Desiludida, a Senadora deu meia volta e contemplou a verdadeira revolução popular que aflorava a sua frente. Crise na educação, crise na saúde, crise no ar, crise na terra... Em vão, buscou palavras que pudessem ser usadas em seus próximos discursos de protesto contra o presidente, seu ex-amigo e aliado, que fossem significativamente representativas da situação. Após algumas horas pensando, enquanto perambulava pelo centro da cidade, lhe veio a única palavra que podia sintetizar tudo aquilo que seus olhos resistiam em ver.
- FUDEU!!!!
Mal acordava de seus pensamentos exitosos por encontrar a síntese do governo popular instalado no país, recebeu um banho de água vindo de uma poça formada pela chuva do dia anterior. Um carro conversível, uma Mercedes de último tipo, em alta velocidade, dirigido pelo igual colega Senador, não poupou a ilustre senadora de um ilustrativo banho. Sem perder tempo no Aurélio, recorreu ao mesmo dicionário que lhe havia brindado com o pensamento anterior para proferir uma saraivada de impropérios capazes de fazer corar até os mais despudorados.

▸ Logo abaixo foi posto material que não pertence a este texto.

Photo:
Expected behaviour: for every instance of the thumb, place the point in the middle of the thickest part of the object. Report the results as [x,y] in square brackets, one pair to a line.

De repente, uma dor insuportável vinda das profundezas da boca, lhe lembrou que o referido dente ainda necessitava de cuidados especiais e sem saber ao certo para onde ir, perambulou pelas ruas na esperança de que pudesse encontrar algum remanescente que lhe restabelecesse a paz. Hoje pela tarde ela teria que voltar à Brasília para participar de uma entrevista em um programa da TV aberta e este dente poderia ser um problema.
Foi quando avistou, no fim da rua, uma placa. Dr. Prudente, especialista em próteses e cirurgia geral. Para seu espanto, não havia fila na porta e parecia que o estabelecimento estava aberto.
- Tem alguém ai? - Bradou a senadora...
- Pois não, sou o Dr. Prudente, em que posso ajudá-la?
- Mas o senhor não está em greve?
- Sou recém-chegado e ainda não pude me interar das coisas da terra. A senhora é minha primeira cliente.
Um misto de medo e desesperança afogou os pensamentos da Senadora, cada vez mais sem opção.
- O senhor é formado?
- Claro, sou formado pela Faculdade Alegria, a senhora conhece?
- Nunca ouvi falar...
- Em primeiro lugar gostaria de lhe dizer que é uma honra atendê-la!
Disse o doutor enquanto arrumava a cadeira...
Ferros, crashes, plings e blongs depois, veio a sentença...
- O seu dente posterior esquerdo, está perdido. Temos que arrancá-lo
- Mas como? Tenho uma entrevista esta semana e não posso aparecer sem dentes...
- Não se preocupe, colocarei um provisório. Ninguém vai notar.
Acostumada às coisas definitivas a senadora teve que ceder aos argumentos profissionais do Dr. Prudente.
-Deva avisá-la senadora... Com o tempo, Vêm os anos, vão-se os dentes.
- Quando precisar pode me procurar que eu sou especialista em próteses e posso lhe restabelecer o sorriso caso lhe faltem dentes.
Irritada com a ousadia do protético, saiu com seu dente provisório rumo ao seu compromisso.
Câmeras, luzes, ação, deu-se inicio o evento..
Após a primeira pergunta, quando se preparava para limpar a garganta, a senadora viu ruir as suas chances de ir para a Playboy. O dente, fugiu do seu controle e partiu rumo a carreira solo, literalmente.
Mão na boca, suspiro geral, só lhe viram a mente as palavras do Dr. Prudente... “Com o tempo, vêm os anos e vão-se os dentes”
Moral da história... “ Os esquerdistas, quando novos, são contra a ditadura... Quando velhos, são a favor da Dentadura”.